Das sind die Kernthesen der speziellen Relativitätstheorie und die sind letzten Endes nichts anderes als eine Konsequenz aus dem gescheiterten Michelson-Experiment.

Die Frage, die in diese Überschrift steckt, kommt Ihnen seltsam vor ?

 

Ja, mir auch !

 

Ich will mit diesem Nachwort versuchen Sie zu trösten, wenn Ihnen das eine oder andere Detail in der Geschichte von Sagnac & Co vollkommen unverständlich erscheint

 

Ich hoffe Sie teilen meine Meinung, daß die Anforderungen an die mathematischen Fähigkeiten in den zurückliegenden Kapiteln nicht allzu hoch waren. Die Ausdrücke waren  teilweise  vielleicht etwas "sperrig", - die Grundrechenarten, etwas Tigonometrie und die allerersten Grundbegriffe aus der Integralrechnung reichten zum Verständnis aber vollkommen aus. Die Anforderungen an unser Vorstellungsvermögen im Zusammenhang  z.B. mit der Lichtausbreitung in untereschiedlichen Systemen waren allerdings enorm.

 

Worum ging es ?

 

Was waren die Kernthesen unserer Betrachtungen über das MIchelson- und  Sagnac-Experiment ?

 

1. In allen gleichförmig gegeneinander bewegten Systemen gelten durchweg die gleichen Naturgesetze.

 

Na ich denke damit können Sie leben, oder ?
Aber jetzt kommt's:

 

2. Die Lichtgeschwindigkeit ist in jedem Bezugssystem eine Konstante.

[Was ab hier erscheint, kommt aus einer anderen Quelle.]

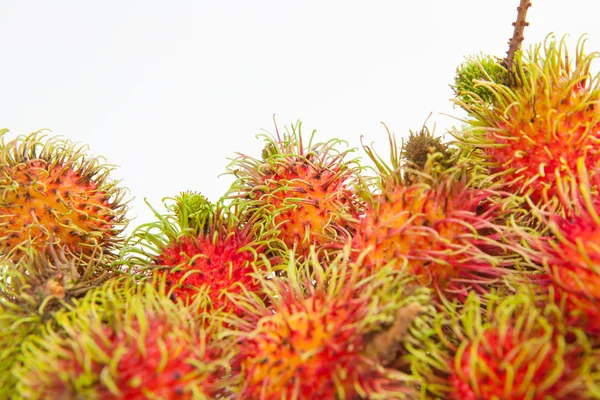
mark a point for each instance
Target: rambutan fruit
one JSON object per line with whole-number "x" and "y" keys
{"x": 32, "y": 290}
{"x": 52, "y": 192}
{"x": 309, "y": 190}
{"x": 520, "y": 351}
{"x": 568, "y": 253}
{"x": 126, "y": 340}
{"x": 436, "y": 226}
{"x": 471, "y": 72}
{"x": 513, "y": 347}
{"x": 327, "y": 331}
{"x": 199, "y": 246}
{"x": 538, "y": 125}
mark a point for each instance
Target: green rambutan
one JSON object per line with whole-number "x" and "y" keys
{"x": 436, "y": 226}
{"x": 474, "y": 70}
{"x": 327, "y": 332}
{"x": 126, "y": 340}
{"x": 51, "y": 192}
{"x": 32, "y": 290}
{"x": 536, "y": 128}
{"x": 198, "y": 246}
{"x": 308, "y": 190}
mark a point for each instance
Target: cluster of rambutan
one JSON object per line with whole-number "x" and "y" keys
{"x": 464, "y": 270}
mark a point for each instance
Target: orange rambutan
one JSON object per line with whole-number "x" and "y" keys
{"x": 321, "y": 333}
{"x": 308, "y": 190}
{"x": 51, "y": 192}
{"x": 434, "y": 224}
{"x": 535, "y": 129}
{"x": 203, "y": 247}
{"x": 499, "y": 346}
{"x": 126, "y": 340}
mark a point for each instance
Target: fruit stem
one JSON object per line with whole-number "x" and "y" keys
{"x": 515, "y": 42}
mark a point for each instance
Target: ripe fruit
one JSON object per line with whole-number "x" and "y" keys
{"x": 568, "y": 254}
{"x": 200, "y": 247}
{"x": 125, "y": 341}
{"x": 537, "y": 127}
{"x": 521, "y": 350}
{"x": 322, "y": 333}
{"x": 52, "y": 192}
{"x": 308, "y": 190}
{"x": 503, "y": 346}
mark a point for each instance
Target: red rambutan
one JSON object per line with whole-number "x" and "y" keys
{"x": 308, "y": 190}
{"x": 200, "y": 246}
{"x": 537, "y": 127}
{"x": 125, "y": 341}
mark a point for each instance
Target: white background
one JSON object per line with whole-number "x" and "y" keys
{"x": 169, "y": 90}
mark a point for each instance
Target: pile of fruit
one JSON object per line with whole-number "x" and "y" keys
{"x": 467, "y": 269}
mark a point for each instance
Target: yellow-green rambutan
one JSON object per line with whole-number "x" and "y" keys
{"x": 307, "y": 187}
{"x": 126, "y": 340}
{"x": 52, "y": 192}
{"x": 512, "y": 347}
{"x": 32, "y": 290}
{"x": 201, "y": 247}
{"x": 327, "y": 331}
{"x": 474, "y": 70}
{"x": 436, "y": 225}
{"x": 539, "y": 125}
{"x": 567, "y": 254}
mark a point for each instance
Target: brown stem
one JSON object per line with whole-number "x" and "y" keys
{"x": 515, "y": 42}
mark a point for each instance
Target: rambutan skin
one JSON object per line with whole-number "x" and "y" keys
{"x": 519, "y": 351}
{"x": 313, "y": 340}
{"x": 32, "y": 290}
{"x": 215, "y": 250}
{"x": 124, "y": 341}
{"x": 309, "y": 190}
{"x": 52, "y": 192}
{"x": 567, "y": 254}
{"x": 221, "y": 264}
{"x": 439, "y": 229}
{"x": 502, "y": 346}
{"x": 537, "y": 128}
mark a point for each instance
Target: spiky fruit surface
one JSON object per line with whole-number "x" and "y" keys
{"x": 568, "y": 254}
{"x": 316, "y": 339}
{"x": 538, "y": 127}
{"x": 474, "y": 70}
{"x": 50, "y": 191}
{"x": 208, "y": 248}
{"x": 32, "y": 289}
{"x": 124, "y": 341}
{"x": 500, "y": 346}
{"x": 435, "y": 226}
{"x": 307, "y": 189}
{"x": 522, "y": 350}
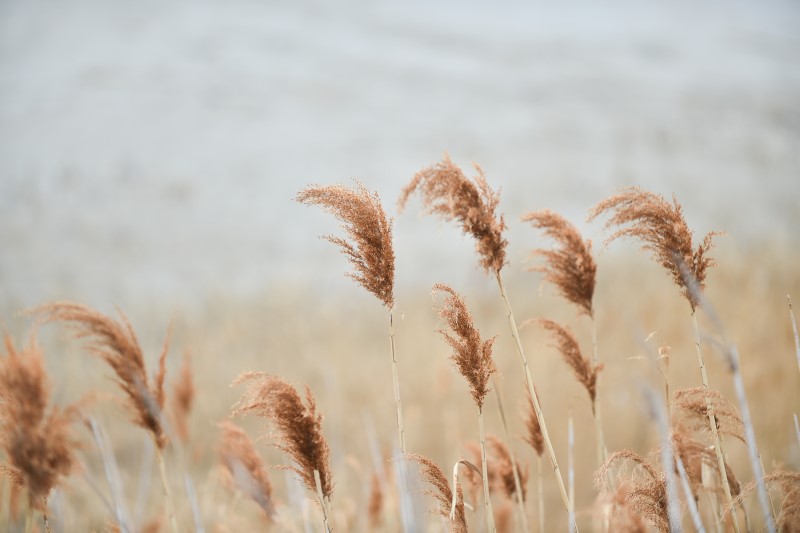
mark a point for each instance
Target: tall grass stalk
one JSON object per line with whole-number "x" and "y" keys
{"x": 794, "y": 330}
{"x": 532, "y": 390}
{"x": 173, "y": 519}
{"x": 323, "y": 503}
{"x": 514, "y": 466}
{"x": 485, "y": 475}
{"x": 400, "y": 428}
{"x": 712, "y": 420}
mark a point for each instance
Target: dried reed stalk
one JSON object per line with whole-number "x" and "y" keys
{"x": 299, "y": 429}
{"x": 533, "y": 436}
{"x": 794, "y": 330}
{"x": 571, "y": 268}
{"x": 457, "y": 522}
{"x": 662, "y": 229}
{"x": 115, "y": 342}
{"x": 514, "y": 465}
{"x": 369, "y": 250}
{"x": 447, "y": 191}
{"x": 473, "y": 358}
{"x": 789, "y": 483}
{"x": 244, "y": 467}
{"x": 645, "y": 492}
{"x": 38, "y": 441}
{"x": 182, "y": 398}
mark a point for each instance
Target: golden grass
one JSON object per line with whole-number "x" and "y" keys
{"x": 337, "y": 358}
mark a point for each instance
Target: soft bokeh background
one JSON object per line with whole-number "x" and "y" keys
{"x": 151, "y": 151}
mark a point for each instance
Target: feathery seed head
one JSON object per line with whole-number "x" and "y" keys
{"x": 299, "y": 426}
{"x": 471, "y": 355}
{"x": 39, "y": 445}
{"x": 664, "y": 232}
{"x": 448, "y": 192}
{"x": 442, "y": 493}
{"x": 570, "y": 351}
{"x": 115, "y": 343}
{"x": 570, "y": 267}
{"x": 370, "y": 248}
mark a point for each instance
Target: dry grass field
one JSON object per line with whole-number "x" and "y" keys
{"x": 336, "y": 343}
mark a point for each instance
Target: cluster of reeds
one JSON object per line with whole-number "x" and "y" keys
{"x": 689, "y": 473}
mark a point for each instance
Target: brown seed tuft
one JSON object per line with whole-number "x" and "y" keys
{"x": 299, "y": 425}
{"x": 115, "y": 343}
{"x": 471, "y": 355}
{"x": 39, "y": 445}
{"x": 244, "y": 466}
{"x": 693, "y": 405}
{"x": 183, "y": 398}
{"x": 505, "y": 471}
{"x": 645, "y": 490}
{"x": 448, "y": 192}
{"x": 570, "y": 267}
{"x": 789, "y": 483}
{"x": 664, "y": 232}
{"x": 570, "y": 351}
{"x": 364, "y": 220}
{"x": 442, "y": 493}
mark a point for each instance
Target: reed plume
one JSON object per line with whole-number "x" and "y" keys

Das liest sich zwar ziemlich harmlos, ist aber eine krasse Zumutung an unsere Alltagserfahrung.

Besagt diese These doch nichts anderes, als das ein Lichtstrahl immer mit derselben Geschwindigkeit bei Ihnen eintrifft, egal ob Sie sich bewegen oder still stehen,    egal ob er vom Scheinwerfer eines fahrenden Autos, oder von der Taschenlampe eines stillstehenden Begleiters stammt !

Wenn Sie von einem fahrenden Auto mit Steinen beworfen werden, dann setzt sich die Geschwindigkeit der Steine zusammen aus der Geschwindigkeit des Autos + der Abwurfgeschwindigkeit des Steins vom Auto, - das ist klar !

Für einen Lichtstrahl gilt das nicht, dessen Geschwindigkeit bleibt völlig unberührt von der Sendergeschwindigkeit

Das allein wäre nicht allzu überraschend, das gilt nämlich auch für den Schall, sonst könnte ein Überschalljäger niemals seine eigene Schallwelle überholen, ... aber auch für den Empfänger ist die Lichtgeschwindigkeit immer die gleiche, egal ob er sich dem Lichtstrahl entgegenbewegt, stillsteht oder wegbewegt.

Ueberschalljaeger-FA-18.jpg

Überschalljäger FA-18  überholt seine eigene Schallwelle.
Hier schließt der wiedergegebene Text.